そのため、ブルーチーズなど芳香性が強いチーズは刺激が強すぎて苦手なんです。
また、ネズミは糖分の多い食べ物を好む傾向があるため、甘みの少ないチーズよりもバナナやお米の方を優先して食べます。
ただしドブネズミの場合は動物性たんぱく質を好むので、他にエサがなければチーズも食べます。
つまり「チーズが大好物」というより「食べられないわけじゃない」というのが正確です。
ネズミが苦手な食べ物もある
基本的に何でも食べるネズミですが、比較的苦手とする食べ物もあります。
刺激や芳香性が強い食べ物には近づきにくい傾向があります:
- 玉ねぎ、ネギ、にんにく
- わさび、唐辛子
- ニラ、チリパウダー
- ミントやハーブ類
これらは忌避剤にも利用されており、ネズミを追い払う効果が期待できます。
ただし、周囲に他のエサがない状況では、嫌々ながらも食べることがあります。
好きな食べ物を罠に使う際のポイント
ネズミの好物を知っていても、罠の使い方を間違えると効果は出ません。経験者として学んだコツをお伝えします。
食害を受けた食べ物を使う
最も効果的なのは、すでにネズミに食べられた食べ物を罠に使うことです。
台所でお米が荒らされていたなら米を、じゃがいもが齧られていたならじゃがいもを使います。
ネズミは一度エサを得た場所に戻ってくる習性があるため、食害現場の近くに罠を仕掛けると効果が高まります。
食べやすいサイズにカットする
ネズミが食べやすいように、0.5~1cm程度のさいの目切りにしておくのがベスト。大きすぎると警戒して食べてくれません。
調理する際は必ずビニール手袋を使用して、人間の匂いがつかないように注意してください。

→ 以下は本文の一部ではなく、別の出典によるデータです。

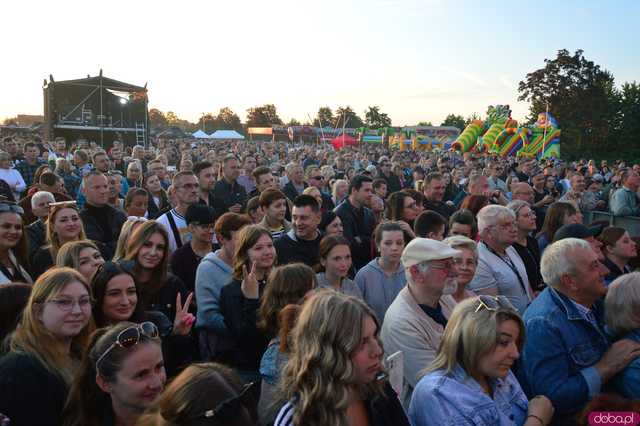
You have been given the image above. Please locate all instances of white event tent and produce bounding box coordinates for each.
[209,130,244,140]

ネズミは警戒心が強く、不自然な匂いを察知すると近づきません。
種類別のおすすめ餌
自宅に出るネズミの種類が特定できている場合:
- クマネズミ・ハツカネズミ:米、トウモロコシ油、ひまわりの種、バナナ
- ドブネズミ:魚肉ソーセージ、ハム、肉類
種類が分からない場合は、どのネズミも比較的好むパンや米を使うと無難です。
設置場所が成功の鍵
罠は適当に置いても効果がありません。ラットサイン(ネズミの痕跡)を探して、通り道に設置することが重要です。
ラットサインとは:
- 糞や尿の跡
- 壁際の黒ずみ(体のこすり跡)
- かじり跡や足跡
特に冷蔵庫の裏、食器棚の下、流し台の下、天井裏などはネズミがよく通る場所です。
壁沿いや角、隙間を意識して設置しましょう。
いきなり毒餌は警戒される
プロの駆除業者も推奨している方法として、まず無毒の餌を何度か食べさせて安心させてから、毒餌に切り替えるというテクニックがあります。

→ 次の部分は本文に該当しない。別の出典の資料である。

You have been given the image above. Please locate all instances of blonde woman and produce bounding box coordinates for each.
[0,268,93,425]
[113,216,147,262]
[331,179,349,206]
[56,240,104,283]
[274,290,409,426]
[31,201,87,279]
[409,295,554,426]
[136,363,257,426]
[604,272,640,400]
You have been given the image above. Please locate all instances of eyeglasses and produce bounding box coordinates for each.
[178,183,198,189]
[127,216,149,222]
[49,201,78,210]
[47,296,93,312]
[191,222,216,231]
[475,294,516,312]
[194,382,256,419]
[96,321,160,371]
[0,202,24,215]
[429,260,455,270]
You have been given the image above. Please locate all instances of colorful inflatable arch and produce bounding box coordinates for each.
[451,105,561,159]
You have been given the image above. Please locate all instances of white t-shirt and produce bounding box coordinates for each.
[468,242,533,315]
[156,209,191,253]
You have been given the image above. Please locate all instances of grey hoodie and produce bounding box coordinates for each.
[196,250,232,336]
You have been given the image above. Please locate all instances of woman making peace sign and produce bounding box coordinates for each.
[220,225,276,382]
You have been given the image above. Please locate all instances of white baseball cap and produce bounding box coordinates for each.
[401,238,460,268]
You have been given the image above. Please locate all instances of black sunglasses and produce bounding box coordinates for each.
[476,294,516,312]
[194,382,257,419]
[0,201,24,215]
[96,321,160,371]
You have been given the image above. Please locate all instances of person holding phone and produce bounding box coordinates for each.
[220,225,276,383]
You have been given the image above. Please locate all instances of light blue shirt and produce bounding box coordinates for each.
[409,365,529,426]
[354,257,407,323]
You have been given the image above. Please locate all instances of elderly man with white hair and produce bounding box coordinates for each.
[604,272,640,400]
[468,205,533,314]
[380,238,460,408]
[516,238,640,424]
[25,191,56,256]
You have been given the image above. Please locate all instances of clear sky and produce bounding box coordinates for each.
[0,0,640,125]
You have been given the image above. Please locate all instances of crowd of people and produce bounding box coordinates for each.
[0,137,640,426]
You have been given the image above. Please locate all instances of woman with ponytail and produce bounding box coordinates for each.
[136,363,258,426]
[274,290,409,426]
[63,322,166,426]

いきなり毒餌を置いてもネズミは警戒して食べてくれません。
2~3日間、普通の餌を同じ場所に置いて「ここは安全」と学習させた後、毒餌に切り替えると効果的です。
食べ物管理が最大の予防策
ネズミ対策で最も重要なのは、そもそもエサを与えない環境を作ることです。
食材の保管方法を見直す
- お米やシリアル:紙袋やビニール袋では簡単に破られます。米びつや密封瓶、固いプラスチック容器に保存しましょう
- 野菜や果物:常温保存ではなく、できるだけ冷蔵庫へ
- ペットフード:出しっぱなしにせず、食べ終わったらすぐ片付ける
- 生ゴミ:その日のうちに処分するか、密閉できるゴミ箱に
掃除と整理整頓が基本
食べこぼしや台所周りの油汚れは、ネズミにとって格好のエサです。
こまめな掃除を心がけ、観葉植物や肥料なども一時的に片付けることで、ネズミが寄り付きにくい環境を作れます。
ネズミの好物を知って効果的な対策を
ネズミは雑食で基本的に何でも食べますが、種類によって好む食べ物には違いがあります。

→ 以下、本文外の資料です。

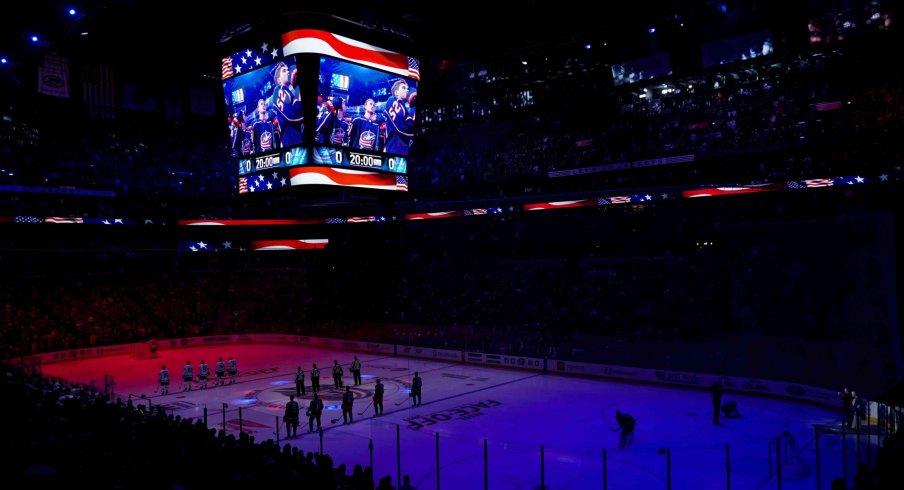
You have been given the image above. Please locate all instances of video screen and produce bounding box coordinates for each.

クマネズミ・ハツカネズミは穀物や果物、ドブネズミは肉や魚を好む傾向があり、意外にもチーズはそれほど大好物ではありません。
罠を使う場合は、すでに食害を受けた食べ物を使い、ラットサインを見つけて通り道に設置すること。
そして何より、食材の管理を徹底して「エサがない家」にすることが、ネズミ被害を防ぐ最大のポイントです。
ネズミは繁殖力が高く、数匹残れば再び増えてしまいます。
自力での対策に限界を感じたら、プロの力を借りることも検討してみてください。